The death toll from the destructive wildfires in California has increased to 65 while 631 people were reported missing, authorities said.
Of the 65 victims, 63 were killed in Northern California’s Camp Fire, deemed as the worst wildfire in the state’s history, while two people were killed in Southern California’s Woolsey Fire, reports CNN.
Butte County Sheriff and Coroner Kory Honea said on Thursday evening that hundreds of rescue personnel — deputies, National Guard troops and coroners — dressed in white overalls sifted through smouldering rubble and checked mangled cars, searching for human remains.
Camp Fire has turned the hard-hit town of Paradise into ash and debris and also devastated the nearby communities of Magalia and Concow. Honea called relatives of the missing so that authorities could collect DNA samples from them, which will be used to help identify the victims. More than 9,600 firefighters were battling the wildfires.

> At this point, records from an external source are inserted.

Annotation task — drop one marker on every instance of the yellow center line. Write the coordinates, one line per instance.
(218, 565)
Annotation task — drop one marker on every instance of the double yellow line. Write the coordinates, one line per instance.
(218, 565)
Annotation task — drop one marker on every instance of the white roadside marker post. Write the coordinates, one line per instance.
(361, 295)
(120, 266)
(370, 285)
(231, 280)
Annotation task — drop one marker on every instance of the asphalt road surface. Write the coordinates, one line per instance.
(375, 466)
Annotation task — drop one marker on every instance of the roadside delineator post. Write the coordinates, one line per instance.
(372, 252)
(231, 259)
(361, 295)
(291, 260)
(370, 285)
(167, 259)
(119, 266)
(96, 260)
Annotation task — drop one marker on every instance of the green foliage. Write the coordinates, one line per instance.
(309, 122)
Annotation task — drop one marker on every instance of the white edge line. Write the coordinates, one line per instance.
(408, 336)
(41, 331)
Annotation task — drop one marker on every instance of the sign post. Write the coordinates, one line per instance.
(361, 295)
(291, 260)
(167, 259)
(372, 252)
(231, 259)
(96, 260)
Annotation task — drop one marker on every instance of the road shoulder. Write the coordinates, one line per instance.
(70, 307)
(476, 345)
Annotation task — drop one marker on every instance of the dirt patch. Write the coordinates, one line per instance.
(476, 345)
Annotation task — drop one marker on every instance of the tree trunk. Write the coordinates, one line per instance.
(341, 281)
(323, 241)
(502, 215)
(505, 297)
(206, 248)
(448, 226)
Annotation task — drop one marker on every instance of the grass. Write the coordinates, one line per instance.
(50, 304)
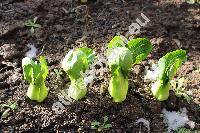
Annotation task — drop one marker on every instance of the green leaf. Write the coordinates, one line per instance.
(74, 63)
(168, 66)
(89, 53)
(44, 67)
(117, 41)
(35, 73)
(27, 65)
(140, 48)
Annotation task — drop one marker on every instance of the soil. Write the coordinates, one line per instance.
(67, 24)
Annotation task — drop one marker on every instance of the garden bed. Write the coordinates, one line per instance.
(66, 25)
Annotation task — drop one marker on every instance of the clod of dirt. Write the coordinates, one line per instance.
(176, 120)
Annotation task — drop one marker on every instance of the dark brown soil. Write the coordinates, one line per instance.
(66, 23)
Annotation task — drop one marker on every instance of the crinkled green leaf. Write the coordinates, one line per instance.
(89, 53)
(168, 66)
(35, 73)
(140, 48)
(27, 65)
(170, 63)
(44, 67)
(117, 41)
(120, 57)
(74, 63)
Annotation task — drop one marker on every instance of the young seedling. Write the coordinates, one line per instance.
(58, 73)
(32, 24)
(74, 64)
(35, 73)
(121, 57)
(179, 89)
(9, 107)
(97, 125)
(168, 67)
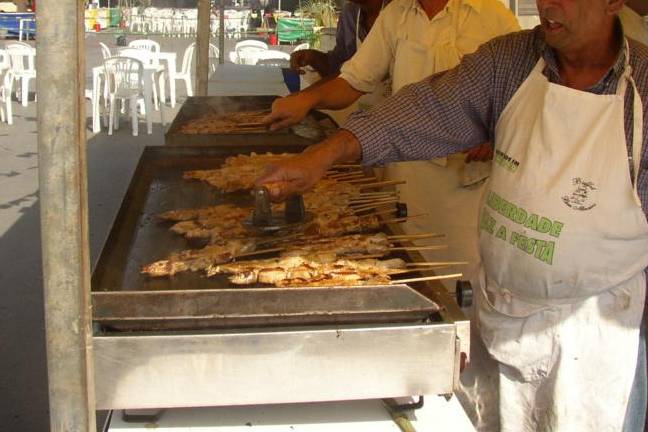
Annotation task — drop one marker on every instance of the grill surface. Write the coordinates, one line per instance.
(125, 299)
(311, 130)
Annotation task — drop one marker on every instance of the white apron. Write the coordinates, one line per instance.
(564, 244)
(434, 188)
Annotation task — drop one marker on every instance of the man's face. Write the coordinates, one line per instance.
(569, 24)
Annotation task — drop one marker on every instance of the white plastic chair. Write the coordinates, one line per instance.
(299, 47)
(185, 72)
(4, 60)
(24, 28)
(124, 77)
(213, 57)
(147, 45)
(21, 61)
(253, 43)
(149, 59)
(105, 51)
(273, 58)
(6, 112)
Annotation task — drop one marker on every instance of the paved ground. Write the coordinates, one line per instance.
(111, 160)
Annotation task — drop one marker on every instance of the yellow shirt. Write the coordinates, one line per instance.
(407, 46)
(634, 25)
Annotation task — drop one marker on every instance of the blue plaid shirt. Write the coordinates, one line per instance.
(455, 110)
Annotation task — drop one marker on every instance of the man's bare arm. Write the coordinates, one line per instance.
(333, 94)
(639, 6)
(300, 173)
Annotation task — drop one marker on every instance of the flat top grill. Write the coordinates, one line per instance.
(124, 299)
(315, 127)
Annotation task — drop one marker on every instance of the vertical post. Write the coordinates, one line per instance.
(221, 33)
(64, 214)
(202, 47)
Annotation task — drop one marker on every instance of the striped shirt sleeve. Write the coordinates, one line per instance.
(443, 114)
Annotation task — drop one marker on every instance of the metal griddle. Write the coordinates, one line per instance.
(190, 340)
(125, 299)
(315, 127)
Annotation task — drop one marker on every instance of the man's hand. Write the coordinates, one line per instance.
(313, 58)
(300, 173)
(288, 111)
(292, 176)
(481, 153)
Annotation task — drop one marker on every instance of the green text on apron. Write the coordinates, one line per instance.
(564, 242)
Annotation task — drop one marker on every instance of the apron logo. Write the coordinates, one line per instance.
(506, 161)
(580, 198)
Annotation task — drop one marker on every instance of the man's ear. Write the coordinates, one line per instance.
(614, 6)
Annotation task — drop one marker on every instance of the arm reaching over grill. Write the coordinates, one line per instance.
(300, 173)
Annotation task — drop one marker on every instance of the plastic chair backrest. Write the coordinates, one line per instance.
(146, 57)
(145, 44)
(105, 51)
(21, 57)
(251, 43)
(187, 58)
(248, 54)
(299, 47)
(124, 75)
(4, 59)
(213, 51)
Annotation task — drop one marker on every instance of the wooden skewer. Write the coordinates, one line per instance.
(266, 240)
(251, 124)
(346, 166)
(414, 248)
(439, 263)
(384, 212)
(344, 175)
(374, 204)
(360, 180)
(259, 252)
(375, 194)
(371, 256)
(414, 236)
(427, 278)
(413, 270)
(382, 184)
(371, 200)
(368, 214)
(375, 211)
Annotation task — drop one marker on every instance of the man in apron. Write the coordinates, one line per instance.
(563, 224)
(410, 40)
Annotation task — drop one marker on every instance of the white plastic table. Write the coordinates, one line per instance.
(349, 416)
(244, 80)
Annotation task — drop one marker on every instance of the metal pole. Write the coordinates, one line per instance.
(202, 47)
(221, 33)
(64, 214)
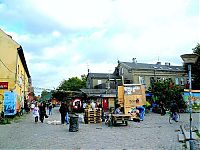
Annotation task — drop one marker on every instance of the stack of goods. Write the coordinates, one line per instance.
(93, 115)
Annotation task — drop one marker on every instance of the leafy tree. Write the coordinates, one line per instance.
(196, 69)
(70, 88)
(72, 84)
(166, 92)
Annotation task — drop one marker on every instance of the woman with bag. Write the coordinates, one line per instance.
(36, 112)
(42, 111)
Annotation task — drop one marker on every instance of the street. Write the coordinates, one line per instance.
(154, 133)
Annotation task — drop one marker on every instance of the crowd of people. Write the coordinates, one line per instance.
(39, 110)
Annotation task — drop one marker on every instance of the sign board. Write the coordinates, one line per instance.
(3, 85)
(127, 95)
(195, 98)
(9, 103)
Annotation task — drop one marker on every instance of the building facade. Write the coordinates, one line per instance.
(142, 73)
(14, 73)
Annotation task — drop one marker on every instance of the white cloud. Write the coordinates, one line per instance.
(56, 33)
(60, 37)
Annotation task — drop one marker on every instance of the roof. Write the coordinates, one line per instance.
(100, 92)
(21, 55)
(141, 66)
(102, 75)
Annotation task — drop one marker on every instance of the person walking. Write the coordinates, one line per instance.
(63, 112)
(42, 112)
(50, 109)
(162, 107)
(36, 112)
(174, 109)
(141, 110)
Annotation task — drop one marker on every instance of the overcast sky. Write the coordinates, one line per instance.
(64, 38)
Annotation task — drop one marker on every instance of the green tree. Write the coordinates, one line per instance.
(166, 91)
(73, 84)
(196, 69)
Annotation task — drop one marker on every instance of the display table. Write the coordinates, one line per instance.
(120, 118)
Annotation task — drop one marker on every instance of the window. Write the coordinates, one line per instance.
(141, 80)
(99, 82)
(158, 79)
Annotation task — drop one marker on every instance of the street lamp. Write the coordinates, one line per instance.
(190, 59)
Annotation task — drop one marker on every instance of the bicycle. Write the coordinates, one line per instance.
(172, 117)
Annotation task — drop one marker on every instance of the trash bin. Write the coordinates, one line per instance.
(73, 123)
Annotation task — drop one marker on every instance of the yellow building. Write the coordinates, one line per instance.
(14, 74)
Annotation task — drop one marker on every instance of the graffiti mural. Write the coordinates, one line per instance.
(9, 103)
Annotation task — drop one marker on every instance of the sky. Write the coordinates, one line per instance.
(64, 38)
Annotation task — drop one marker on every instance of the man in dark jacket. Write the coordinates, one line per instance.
(42, 112)
(63, 111)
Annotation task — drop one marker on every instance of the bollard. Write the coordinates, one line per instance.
(73, 123)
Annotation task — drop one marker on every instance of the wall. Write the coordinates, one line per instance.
(8, 50)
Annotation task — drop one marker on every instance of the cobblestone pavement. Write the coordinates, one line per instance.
(154, 133)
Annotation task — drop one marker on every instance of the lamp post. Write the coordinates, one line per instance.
(190, 59)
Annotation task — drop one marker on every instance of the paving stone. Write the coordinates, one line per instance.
(154, 133)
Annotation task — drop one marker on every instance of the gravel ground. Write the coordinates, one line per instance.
(154, 133)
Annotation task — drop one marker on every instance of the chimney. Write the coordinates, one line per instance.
(167, 64)
(158, 63)
(134, 60)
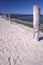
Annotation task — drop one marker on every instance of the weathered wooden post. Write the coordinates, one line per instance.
(36, 23)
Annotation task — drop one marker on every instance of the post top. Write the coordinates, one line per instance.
(36, 6)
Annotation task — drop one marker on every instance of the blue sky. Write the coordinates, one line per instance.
(20, 6)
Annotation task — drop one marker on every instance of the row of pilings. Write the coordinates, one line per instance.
(36, 22)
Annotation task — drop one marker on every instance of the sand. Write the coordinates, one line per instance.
(17, 46)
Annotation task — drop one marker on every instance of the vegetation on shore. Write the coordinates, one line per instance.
(29, 24)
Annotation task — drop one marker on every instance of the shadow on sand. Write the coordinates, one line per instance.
(41, 38)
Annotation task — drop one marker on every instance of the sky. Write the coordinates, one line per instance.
(20, 6)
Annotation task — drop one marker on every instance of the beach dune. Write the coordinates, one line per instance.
(17, 46)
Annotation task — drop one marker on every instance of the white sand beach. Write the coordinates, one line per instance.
(17, 46)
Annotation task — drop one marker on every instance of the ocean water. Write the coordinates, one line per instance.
(28, 18)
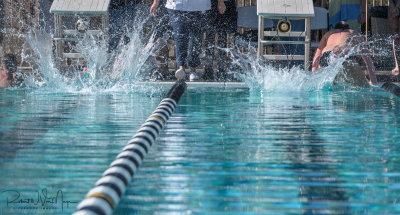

By Thursday, Camp Fire, which has destroyed about 9,700 homes and scorched 141,000 acres in Northern California, was 40 per cent contained.
The Woolsey Fire, which like the Camp Fire began on November 8, has burned more than 98,000 acres and destroyed more than 500 structures. It was 62 per cent contained.
More than 230,000 acres burned in California in the past week. That’s larger than the cities of Chicago and Boston combined. President Donald Trump is slated to visit the region on Saturday.